Finally, the MFC provides for the possibility that the MFC may conflict with the Letter Agreement and Option Agreement. The MFC says that it is not intended to "interfere with or otherwise conflict with the rights granted to P&W under the P&W Option. In the event that it is determined that there is such a conflict, then the P&W Option shall govern, and the parties to this Contract will renegotiate the term, provision, agreement or condition that is in conflict so as to achieve as nearly as possible the purpose and intent of this Contract." (Doc. 26-8, p. 16).

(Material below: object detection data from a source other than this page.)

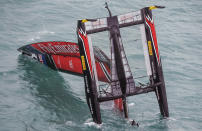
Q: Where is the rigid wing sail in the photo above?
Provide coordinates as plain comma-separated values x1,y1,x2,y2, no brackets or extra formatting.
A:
18,5,169,124
77,6,169,124
18,41,111,82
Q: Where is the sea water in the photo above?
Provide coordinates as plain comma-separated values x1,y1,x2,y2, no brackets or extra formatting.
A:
0,0,202,131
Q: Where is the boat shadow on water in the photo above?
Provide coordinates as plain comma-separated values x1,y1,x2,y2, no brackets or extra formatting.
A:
18,55,89,124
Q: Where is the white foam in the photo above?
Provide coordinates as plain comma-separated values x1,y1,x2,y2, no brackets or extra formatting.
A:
84,119,102,129
65,121,74,126
128,103,135,106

During the course of Jack's negotiations with Khosla, he explained that he "had obligations under the option that [he] had to meet those obligations and that [he] couldn't do anything that would cause [him] to violate the option agreement." (Jack 6/24/08 Depo., Volume I, p. 614). The MFC also includes an indemnity provision, in which BioFuels agrees to indemnify the Boykin defendants from certain claims P&W might allege. (Doc. 26-8, p. 16). P&W employees exchanged e-mails on September 24, 2007, indicating that P&W wants "to block [Jack's] plans to buddy up with Khosla." (Doc. 335-8). They recognized that there might be some benefits with having Khosla on the project, so they contemplated "focusing on how to make the deal better rather than how to trash it." (Doc. 335-8). On September 26, 2007, P&W's legal counsel sent a letter to BioFuels, asserting that the MFC violated P&W's agreements with Cello and expressing P&W's interest in protecting its contractual benefits with Cello. (Doc. 335-4). On October 9, 2007, BioFuels filed a declaratory judgment action in the United States District Court for the Southern District of New York, seeking a declaration that the MFC did not violate the Option Agreement. (Doc. 301-4, pp. 2-6). P&W did not learn that the MFC was signed until October 10, 2007. (Landegger 11/19/07 Preliminary Injunction Testimony, p. 74).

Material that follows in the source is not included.